Da Barbara Bouchet a Maria Grazia Cucinotta: TALIA racconta il Gattopardo CineFestival
Gattopardo CineFestival 2026: TALIA racconta il cinema a Ciminna
Nove giorni tra cinema, musica, teatro, incontri e spettacolo, nel luogo in cui il cinema fa parte della storia del territorio.
Dal 18 al 26 luglio 2026 Ciminna ha ospitato l’ottava edizione del Gattopardo CineFestival, la manifestazione nata per valorizzare il legame tra il borgo e il grande cinema. Proprio qui Luchino Visconti scelse di ricostruire Donnafugata per alcune delle scene più celebri de Il Gattopardo.
Per TALIA il festival è stato uno dei momenti centrali del lavoro di comunicazione realizzato insieme al Comune di Ciminna per l’Estate Ciminnese 2026.
Il cinema torna protagonista a Ciminna
Il festival ha portato nel borgo alcuni protagonisti del cinema, della televisione e dello spettacolo italiano.
Tra gli ospiti presenti durante le diverse giornate:
Barbara Bouchet
Vanessa Gravina
Sergio Friscia
Stefano Masciarelli
Ornella Giusto
Maria Grazia Cucinotta
Manila Nazzaro
Pietro Tenoglio
Giannandrea Pecorelli
A condurre diversi appuntamenti anche Roberta Giuffrè.
Barbara Bouchet ha inaugurato il festival, mentre Vanessa Gravina, Pietro Tenoglio e Giannandrea Pecorelli sono stati protagonisti della serata dedicata al Ciminna CortoFest.

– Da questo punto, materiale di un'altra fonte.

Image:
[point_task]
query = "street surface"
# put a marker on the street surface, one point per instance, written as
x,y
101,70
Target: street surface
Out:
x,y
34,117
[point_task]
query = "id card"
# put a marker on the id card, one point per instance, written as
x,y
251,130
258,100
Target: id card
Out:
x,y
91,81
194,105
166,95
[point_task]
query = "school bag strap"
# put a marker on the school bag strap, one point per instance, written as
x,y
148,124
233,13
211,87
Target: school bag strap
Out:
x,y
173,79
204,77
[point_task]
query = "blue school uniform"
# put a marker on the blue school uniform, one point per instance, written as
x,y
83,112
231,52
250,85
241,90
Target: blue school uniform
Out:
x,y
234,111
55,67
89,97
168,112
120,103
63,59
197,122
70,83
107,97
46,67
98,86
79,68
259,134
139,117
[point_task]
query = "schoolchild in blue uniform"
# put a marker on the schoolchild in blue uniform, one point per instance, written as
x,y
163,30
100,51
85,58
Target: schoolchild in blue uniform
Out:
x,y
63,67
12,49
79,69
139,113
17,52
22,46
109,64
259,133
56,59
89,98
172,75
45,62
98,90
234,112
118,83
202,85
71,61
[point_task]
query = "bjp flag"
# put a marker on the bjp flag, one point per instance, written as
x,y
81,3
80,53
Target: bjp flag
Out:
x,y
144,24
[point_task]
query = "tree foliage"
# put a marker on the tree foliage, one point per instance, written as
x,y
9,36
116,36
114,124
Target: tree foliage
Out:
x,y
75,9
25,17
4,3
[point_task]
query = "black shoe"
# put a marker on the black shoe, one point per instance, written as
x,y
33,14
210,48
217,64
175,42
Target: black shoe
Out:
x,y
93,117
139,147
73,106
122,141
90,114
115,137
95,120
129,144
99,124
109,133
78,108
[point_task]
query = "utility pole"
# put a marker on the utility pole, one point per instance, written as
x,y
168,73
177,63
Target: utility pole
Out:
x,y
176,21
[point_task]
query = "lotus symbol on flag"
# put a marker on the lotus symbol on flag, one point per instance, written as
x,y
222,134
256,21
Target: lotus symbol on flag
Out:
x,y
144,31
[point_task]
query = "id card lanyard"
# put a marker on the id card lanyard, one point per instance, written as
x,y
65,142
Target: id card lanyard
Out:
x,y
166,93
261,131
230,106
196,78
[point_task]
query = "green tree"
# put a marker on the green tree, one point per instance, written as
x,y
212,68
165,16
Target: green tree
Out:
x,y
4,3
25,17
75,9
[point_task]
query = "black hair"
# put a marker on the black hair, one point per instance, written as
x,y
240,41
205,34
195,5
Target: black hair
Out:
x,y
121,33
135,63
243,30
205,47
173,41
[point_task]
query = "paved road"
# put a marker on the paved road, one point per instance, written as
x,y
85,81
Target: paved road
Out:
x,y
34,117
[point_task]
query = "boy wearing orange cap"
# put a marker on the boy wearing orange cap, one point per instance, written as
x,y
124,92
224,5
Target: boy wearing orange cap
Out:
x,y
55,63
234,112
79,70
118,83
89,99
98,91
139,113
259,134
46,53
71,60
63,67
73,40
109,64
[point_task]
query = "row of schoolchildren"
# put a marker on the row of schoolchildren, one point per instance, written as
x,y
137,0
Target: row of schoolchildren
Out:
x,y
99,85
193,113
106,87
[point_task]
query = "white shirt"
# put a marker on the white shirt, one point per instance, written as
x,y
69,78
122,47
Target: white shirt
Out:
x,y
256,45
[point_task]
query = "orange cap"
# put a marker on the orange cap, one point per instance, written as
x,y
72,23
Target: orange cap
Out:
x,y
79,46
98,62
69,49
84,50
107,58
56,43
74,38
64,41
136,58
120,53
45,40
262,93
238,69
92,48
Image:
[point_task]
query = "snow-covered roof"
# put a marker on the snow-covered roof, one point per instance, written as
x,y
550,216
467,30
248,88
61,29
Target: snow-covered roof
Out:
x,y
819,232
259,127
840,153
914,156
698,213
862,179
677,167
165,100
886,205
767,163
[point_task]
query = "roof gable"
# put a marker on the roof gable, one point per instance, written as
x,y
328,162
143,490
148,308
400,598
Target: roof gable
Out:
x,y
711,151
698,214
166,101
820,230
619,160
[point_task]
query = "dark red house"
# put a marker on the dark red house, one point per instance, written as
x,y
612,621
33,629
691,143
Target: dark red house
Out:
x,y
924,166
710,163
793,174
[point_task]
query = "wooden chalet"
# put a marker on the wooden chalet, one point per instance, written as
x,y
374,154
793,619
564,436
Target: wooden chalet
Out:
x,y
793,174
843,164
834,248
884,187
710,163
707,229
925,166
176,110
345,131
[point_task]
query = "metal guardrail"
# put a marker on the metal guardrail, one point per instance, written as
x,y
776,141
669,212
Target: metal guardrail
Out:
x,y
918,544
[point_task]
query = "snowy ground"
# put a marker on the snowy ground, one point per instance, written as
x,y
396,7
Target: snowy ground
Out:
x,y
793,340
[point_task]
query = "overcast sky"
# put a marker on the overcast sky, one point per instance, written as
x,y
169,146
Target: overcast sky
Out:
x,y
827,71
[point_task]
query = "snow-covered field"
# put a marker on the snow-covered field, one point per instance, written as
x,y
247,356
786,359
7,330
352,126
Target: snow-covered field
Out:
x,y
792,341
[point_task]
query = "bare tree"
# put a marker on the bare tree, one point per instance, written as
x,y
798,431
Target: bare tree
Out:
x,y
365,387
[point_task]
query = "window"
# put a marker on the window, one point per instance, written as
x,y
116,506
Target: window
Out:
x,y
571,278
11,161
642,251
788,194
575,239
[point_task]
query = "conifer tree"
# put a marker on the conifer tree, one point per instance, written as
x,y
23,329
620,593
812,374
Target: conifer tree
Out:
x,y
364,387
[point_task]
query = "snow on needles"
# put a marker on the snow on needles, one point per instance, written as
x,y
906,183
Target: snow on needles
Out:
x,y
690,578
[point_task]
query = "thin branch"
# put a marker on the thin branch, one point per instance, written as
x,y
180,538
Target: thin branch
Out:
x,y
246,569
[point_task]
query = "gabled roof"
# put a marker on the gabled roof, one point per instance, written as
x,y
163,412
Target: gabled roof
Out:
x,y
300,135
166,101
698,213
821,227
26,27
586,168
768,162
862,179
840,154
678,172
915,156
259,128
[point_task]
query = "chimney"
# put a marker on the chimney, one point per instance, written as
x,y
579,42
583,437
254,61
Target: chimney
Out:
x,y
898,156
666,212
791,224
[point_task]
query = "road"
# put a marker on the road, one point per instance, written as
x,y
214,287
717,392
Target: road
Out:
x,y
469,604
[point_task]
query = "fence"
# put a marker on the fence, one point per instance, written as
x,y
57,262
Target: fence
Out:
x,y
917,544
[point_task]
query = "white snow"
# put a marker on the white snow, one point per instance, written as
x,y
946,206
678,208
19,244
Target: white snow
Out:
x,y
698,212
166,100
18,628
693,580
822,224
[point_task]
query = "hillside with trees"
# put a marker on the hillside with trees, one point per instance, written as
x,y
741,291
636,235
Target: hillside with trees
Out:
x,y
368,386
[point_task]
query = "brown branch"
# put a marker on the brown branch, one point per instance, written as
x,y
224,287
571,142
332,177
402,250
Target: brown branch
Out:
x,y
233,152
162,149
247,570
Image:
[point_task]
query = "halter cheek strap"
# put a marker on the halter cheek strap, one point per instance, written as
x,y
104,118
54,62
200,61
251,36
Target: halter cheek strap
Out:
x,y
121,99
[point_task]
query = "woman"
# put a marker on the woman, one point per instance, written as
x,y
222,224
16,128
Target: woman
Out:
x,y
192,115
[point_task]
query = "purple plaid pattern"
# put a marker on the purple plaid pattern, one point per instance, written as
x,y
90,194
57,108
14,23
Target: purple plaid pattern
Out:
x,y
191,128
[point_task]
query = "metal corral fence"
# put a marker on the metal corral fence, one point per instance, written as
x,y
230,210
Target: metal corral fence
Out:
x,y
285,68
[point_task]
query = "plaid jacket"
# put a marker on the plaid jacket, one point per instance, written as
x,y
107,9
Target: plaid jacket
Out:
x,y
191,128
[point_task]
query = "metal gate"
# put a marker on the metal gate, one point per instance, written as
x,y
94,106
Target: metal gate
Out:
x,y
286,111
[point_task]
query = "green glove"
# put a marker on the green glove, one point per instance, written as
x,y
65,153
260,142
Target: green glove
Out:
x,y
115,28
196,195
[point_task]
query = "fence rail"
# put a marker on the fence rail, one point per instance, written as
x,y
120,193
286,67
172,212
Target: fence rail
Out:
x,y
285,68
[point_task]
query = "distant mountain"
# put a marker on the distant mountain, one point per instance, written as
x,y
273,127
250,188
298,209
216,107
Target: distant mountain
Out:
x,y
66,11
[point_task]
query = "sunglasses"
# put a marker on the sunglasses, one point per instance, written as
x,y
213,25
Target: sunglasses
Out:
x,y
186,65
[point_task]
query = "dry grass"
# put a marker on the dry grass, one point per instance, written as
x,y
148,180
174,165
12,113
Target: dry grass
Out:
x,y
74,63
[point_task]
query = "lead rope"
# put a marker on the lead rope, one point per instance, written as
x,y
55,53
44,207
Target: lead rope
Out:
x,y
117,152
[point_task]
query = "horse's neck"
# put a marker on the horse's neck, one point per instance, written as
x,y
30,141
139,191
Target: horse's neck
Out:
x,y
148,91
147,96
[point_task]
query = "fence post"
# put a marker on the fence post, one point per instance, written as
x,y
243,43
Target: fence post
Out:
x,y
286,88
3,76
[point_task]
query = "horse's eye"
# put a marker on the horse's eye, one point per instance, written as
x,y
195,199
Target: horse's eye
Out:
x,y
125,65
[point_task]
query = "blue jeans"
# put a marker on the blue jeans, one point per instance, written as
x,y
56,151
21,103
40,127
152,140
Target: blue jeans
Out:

Sergio Friscia ha accompagnato l’appuntamento con il cinema all’aperto, mentre Stefano Masciarelli e Ornella Giusto hanno preso parte alla serata del 24 luglio.
Il gran finale ha visto Manila Nazzaro alla conduzione e Maria Grazia Cucinotta protagonista della consegna del Premio Gattopardo 2026, accompagnata dal concerto dell’Orchestra Sinfonica Siciliana.
Nove giorni di cinema e spettacolo
Ad aprire la manifestazione è stata la Kids Orchestra del Teatro Massimo di Palermo.
Nel corso del festival si sono alternati il Ciminna CortoFest, cinema all’aperto, incontri, lo spettacolo teatrale Il Principe dei Poveri, la sfilata in abiti storici dell’associazione Belle Époque e diversi momenti dedicati ai protagonisti del cinema italiano.
Una programmazione capace di mettere insieme linguaggi differenti e trasformare Ciminna, per più di una settimana, in un vero luogo di incontro tra cinema, cultura e pubblico.
Raccontare il festival, ogni giorno
Il nostro lavoro è stato seguire il Gattopardo CineFestival direttamente sul campo, costruendo un racconto continuo delle diverse giornate.
Abbiamo curato produzione fotografica, produzione video e copertura social live, raccontando gli ospiti, gli spettacoli, il pubblico e i luoghi di Ciminna.
Non soltanto ciò che accadeva sul palco, ma tutto quello che vive intorno a un festival: arrivi, incontri, backstage, dettagli, emozioni e territorio.
Un racconto pensato per vivere in tempo reale e, allo stesso tempo, costruire un archivio di immagini e video capace di restituire l’identità dell’intera manifestazione.
Cinema e promozione del territorio
Il Gattopardo CineFestival racconta bene il valore che un evento culturale può avere per un piccolo centro.
Ciminna non è semplicemente la location della manifestazione: è parte della sua identità.
Il festival parte dal rapporto storico con Il Gattopardo per parlare di cinema contemporaneo, cultura e valorizzazione territoriale, creando nuove occasioni per far conoscere il borgo.
Ed è proprio questo uno degli aspetti che abbiamo cercato di mettere al centro della comunicazione: raccontare i grandi ospiti, ma contemporaneamente mostrare Ciminna, i suoi spazi e la sua comunità.
Un festival da vivere e da raccontare
Per TALIA lavorare al Gattopardo CineFestival ha significato continuare il percorso con la Pubblica Amministrazione, utilizzando comunicazione e media production per avvicinare le persone alle iniziative culturali del territorio.
Giornata dopo giornata abbiamo raccontato un festival capace di mettere insieme memoria e contemporaneità, grandi protagonisti e comunità locale, cinema e territorio.
Perché a Ciminna Il Gattopardo non è soltanto un ricordo del passato.
Continua a essere una storia da raccontare.